Integrating Cloudera Data Catalog with AWS Glue Data Catalog

Integrating Cloudera Data Catalog with AWS Glue Catalog enables the users to browse and discover data as well as register data into Cloudera Shared Data Experience (through metadata translation or copy), so that it can be used with Cloudera Data Hub and other relevant experiences.
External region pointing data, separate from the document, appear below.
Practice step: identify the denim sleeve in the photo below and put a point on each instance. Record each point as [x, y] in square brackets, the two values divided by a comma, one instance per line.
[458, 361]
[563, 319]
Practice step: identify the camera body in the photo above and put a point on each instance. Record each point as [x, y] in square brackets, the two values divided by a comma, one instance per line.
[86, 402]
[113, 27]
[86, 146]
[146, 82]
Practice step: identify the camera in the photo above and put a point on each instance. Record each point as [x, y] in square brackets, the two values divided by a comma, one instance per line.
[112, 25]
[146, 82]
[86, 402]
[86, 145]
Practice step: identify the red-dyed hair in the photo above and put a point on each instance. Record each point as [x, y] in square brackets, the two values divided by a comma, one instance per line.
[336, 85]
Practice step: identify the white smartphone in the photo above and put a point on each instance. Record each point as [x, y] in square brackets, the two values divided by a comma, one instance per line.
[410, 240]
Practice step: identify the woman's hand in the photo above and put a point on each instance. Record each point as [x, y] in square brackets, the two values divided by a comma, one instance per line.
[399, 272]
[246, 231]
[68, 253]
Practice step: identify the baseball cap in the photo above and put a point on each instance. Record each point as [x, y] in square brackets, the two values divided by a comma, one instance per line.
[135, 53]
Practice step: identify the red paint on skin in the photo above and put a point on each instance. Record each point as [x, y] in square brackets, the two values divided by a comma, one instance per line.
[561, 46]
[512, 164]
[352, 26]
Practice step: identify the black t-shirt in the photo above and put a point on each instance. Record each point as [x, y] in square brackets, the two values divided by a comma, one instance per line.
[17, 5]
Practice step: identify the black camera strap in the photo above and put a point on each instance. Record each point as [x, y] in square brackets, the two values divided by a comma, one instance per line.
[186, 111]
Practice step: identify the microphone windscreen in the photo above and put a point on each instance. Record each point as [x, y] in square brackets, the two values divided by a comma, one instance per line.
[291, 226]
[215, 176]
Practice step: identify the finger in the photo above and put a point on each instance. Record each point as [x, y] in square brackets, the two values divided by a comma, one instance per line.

While using AWS Glue in Cloudera Data Catalog, you will be able to experience a complete snapshot metadata view, along with other visible attributes that can power your data governance capabilities.

How integration works

Assuming that the Cloudera Shared Data Experience is running in the users’ AWS account (that contains the same AWS account which has Glue Data Catalog and the data that has to be discovered), the credentials with the ExternalDataDiscoveryService (which is hosted in Cloudera Shared Data Experience) must be shared, so that these two entities can interact with each other. These credentials are used to launch Cloudera Shared Data Experience and other workload clusters on the users’ AWS account.

Prerequisites:
  • You must have full access to AWS Glue Catalog and also have access to the EMR cluster’s Hive Metastore instance.
  • You must set up the Cloudera platform.
  • You must have access to your AWS IT Admin and CDP Admin user credentials, which is required to enable the Cloudera platform to access AWS/EMR managed data in Cloudera.